MicroRNAs (miRNAs) are small non-coding RNAs of ∼21 nucleotides in length that regulate gene expression at the post-transcriptional level. Recent studies using loss- or gain-of-function approaches have indicated a role for the miRNA miR-155 in regulating the expression of hundreds of mRNAs and in germinal-centre reactions. However, the direct target(s) of miR-155 in B cells is still unclear. Now, two papers published in Immunity identify activation-induced cytidine deaminase (AID), a potent DNA mutator that is required for antibody diversification in B cells, as a direct target for miR-155-mediated suppression.
AID initiates the induction of somatic hypermutation and class-switch recombination (CSR), which together lead to the selection of high-affinity B cells in germinal centres, but because it is a DNA mutator, AID expression must be tightly regulated in the cell. Using several miRNA target-prediction algorithms, Teng et al. confirmed that Aicda , the gene encoding AID, contains a target sequence for miR-155 in its 3′-untranslated region. In addition, miR-155 expression was shown to be upregulated in B cells undergoing CSR induced by lipopolysaccharide (LPS) and interleukin-4 (IL-4).
To determine whether there is a functional interaction between miR-155 and AID, the authors generated transgenic mice expressing an Aicda transgene that contained a mutated miR-155 target site and that was tagged with green fluorescent protein (mutant Aicda mice). Following in vitro stimulation with LPS and IL-4, AID was more rapidly induced and its level of expression was higher in splenic B cells from mutant Aicda mice than in cells from control mice. In addition, increased CSR was observed in B cells from Aicda mutant mice crossed with Aicda−/− mice (to exclude the contribution of endogenous AID) following stimulation. So, the data show that miR-155 directly regulates the quantitative and temporal expression of AID in B cells. These observations were confirmed in vivo and further analysis revealed that the disruption of the interaction between miR-155 and Aicda in mutant mice resulted in impaired affinity maturation of B cells.
Dorsett et al. also generated mice in which the miR-155 target site in Aicda was mutated (Aicda155/+ mice) and these mice were then crossed with Aicda−/− mice to produce Aicda155/− mice. Similar to the results of Teng et al., the amount of AID expressed and the level of CSR was higher in B cells from Aicda155/− mice compared with those from Aicda+/− mice following stimulation with LPS and IL-4.

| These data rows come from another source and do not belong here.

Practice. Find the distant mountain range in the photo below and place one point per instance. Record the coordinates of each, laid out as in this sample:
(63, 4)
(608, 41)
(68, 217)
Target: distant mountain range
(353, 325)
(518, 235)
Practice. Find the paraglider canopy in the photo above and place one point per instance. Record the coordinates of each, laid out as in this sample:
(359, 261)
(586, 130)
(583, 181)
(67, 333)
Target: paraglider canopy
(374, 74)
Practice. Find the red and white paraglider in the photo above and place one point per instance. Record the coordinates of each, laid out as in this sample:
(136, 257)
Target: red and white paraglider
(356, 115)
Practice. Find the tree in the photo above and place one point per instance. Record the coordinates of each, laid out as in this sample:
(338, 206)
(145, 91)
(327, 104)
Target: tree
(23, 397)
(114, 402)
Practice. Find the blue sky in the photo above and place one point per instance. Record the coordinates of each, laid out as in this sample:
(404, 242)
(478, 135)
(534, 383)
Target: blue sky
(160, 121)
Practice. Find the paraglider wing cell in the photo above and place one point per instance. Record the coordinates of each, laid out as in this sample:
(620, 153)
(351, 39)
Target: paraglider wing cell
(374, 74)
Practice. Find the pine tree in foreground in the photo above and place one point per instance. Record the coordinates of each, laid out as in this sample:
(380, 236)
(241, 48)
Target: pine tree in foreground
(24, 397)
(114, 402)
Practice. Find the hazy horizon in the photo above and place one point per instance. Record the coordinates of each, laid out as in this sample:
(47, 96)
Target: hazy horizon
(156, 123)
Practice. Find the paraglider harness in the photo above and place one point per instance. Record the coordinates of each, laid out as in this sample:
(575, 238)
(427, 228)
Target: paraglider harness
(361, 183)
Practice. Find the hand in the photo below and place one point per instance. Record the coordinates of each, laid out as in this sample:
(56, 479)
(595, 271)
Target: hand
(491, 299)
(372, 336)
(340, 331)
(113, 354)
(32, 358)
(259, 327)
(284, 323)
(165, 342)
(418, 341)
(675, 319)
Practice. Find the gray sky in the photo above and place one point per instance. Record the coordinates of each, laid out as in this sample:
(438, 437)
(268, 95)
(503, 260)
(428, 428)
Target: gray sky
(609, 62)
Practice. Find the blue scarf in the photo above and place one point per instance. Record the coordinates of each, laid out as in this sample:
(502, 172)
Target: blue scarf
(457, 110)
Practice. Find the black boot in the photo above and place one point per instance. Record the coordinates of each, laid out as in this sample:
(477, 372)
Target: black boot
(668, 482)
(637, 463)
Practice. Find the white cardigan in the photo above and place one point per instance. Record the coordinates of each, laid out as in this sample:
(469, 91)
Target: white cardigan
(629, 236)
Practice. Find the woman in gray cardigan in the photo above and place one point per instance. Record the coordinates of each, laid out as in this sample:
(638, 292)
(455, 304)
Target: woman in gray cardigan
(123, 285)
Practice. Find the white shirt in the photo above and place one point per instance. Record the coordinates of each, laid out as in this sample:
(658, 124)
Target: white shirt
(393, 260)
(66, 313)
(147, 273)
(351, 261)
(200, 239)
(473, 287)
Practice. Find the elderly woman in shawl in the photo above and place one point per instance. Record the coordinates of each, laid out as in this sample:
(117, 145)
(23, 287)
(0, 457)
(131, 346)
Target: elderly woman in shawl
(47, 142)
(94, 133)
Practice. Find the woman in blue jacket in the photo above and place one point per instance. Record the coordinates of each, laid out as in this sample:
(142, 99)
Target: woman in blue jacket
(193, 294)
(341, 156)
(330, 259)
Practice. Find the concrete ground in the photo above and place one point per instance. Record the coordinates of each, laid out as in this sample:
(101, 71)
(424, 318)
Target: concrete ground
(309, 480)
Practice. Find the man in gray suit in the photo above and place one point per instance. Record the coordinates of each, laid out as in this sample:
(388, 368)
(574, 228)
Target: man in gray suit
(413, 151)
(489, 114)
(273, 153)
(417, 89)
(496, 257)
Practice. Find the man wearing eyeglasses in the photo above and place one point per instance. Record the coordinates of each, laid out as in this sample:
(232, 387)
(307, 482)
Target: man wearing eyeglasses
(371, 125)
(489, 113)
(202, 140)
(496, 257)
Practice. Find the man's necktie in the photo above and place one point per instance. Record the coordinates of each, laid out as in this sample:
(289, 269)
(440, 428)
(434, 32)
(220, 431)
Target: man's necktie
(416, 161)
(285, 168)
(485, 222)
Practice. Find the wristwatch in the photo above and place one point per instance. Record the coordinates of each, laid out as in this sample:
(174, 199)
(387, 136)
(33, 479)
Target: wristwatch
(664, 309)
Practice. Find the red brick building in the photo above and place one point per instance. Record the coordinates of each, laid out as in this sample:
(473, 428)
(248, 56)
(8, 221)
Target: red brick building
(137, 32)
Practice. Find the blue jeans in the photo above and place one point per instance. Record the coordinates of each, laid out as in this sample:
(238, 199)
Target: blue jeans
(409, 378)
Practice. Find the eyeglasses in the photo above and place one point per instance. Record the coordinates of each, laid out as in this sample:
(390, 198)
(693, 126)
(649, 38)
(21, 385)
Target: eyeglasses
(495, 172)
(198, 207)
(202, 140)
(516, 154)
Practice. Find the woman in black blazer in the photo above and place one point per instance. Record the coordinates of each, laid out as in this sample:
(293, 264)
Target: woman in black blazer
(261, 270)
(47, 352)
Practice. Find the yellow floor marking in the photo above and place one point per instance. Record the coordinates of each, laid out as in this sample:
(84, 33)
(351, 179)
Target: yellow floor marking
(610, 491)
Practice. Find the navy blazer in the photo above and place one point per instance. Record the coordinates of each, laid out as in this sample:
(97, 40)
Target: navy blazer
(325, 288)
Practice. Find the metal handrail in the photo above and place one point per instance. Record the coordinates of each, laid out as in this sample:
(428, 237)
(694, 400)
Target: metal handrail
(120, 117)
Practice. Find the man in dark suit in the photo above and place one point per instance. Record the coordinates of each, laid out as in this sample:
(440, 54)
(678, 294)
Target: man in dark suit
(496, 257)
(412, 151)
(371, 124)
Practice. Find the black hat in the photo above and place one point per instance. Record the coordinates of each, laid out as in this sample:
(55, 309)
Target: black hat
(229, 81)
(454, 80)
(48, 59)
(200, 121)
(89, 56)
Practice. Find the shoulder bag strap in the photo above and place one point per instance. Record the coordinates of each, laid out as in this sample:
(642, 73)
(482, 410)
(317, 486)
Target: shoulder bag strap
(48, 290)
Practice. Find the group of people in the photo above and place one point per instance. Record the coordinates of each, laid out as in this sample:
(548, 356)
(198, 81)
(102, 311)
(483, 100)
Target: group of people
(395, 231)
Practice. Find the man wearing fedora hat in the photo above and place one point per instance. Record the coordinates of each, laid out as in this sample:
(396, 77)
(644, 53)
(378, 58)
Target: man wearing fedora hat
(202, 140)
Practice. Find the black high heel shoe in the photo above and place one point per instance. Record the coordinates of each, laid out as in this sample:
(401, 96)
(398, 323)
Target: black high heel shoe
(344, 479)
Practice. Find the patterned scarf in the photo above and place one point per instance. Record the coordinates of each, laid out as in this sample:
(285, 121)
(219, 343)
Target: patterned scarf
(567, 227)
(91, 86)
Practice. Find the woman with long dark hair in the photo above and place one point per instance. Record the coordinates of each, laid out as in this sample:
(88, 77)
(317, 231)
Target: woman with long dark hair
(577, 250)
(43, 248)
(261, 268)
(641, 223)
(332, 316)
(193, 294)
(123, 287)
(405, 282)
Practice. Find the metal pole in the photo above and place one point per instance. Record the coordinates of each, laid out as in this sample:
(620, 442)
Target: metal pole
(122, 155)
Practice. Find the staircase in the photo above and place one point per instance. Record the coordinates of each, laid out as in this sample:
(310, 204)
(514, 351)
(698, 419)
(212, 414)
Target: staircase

It is known that AID induces oncogenic chromosomal translocations between Myc and Igh, which are associated with Burkitt's lymphoma. The authors found that the frequency of Myc–Igh translocations was higher in Aicda155/− mice than Aicda+/− mice. In addition, the frequency of translocations was even higher in miR-155-deficient mice, indicating that miR-155 expression suppresses Myc–Igh translocations, at least in part, through the regulation of AID expression.
Taken together, these studies show that miR-155 suppresses the expression of AID in activated B cells and that removal of this suppression results in defective affinity maturation and increased Myc–Igh translocations.
References
ORIGINAL RESEARCH PAPER
Teng, G. et al. MicroRNA-155 is a negative regulator of activation-induced cytidine deaminase. Immunity 28, 621–629 (2008)
Dorsett, Y. et al. MicroRNA-155 suppresses activation-induced cytidine deaminase-mediated Myc-Igh translocation. Immunity 28, 630–638 (2008)
FURTHER READING
Lodish, H. F. et al. Micromanagement of the immune system by microRNAs. Nature Rev. Immunol. 8, 120–130 (2008)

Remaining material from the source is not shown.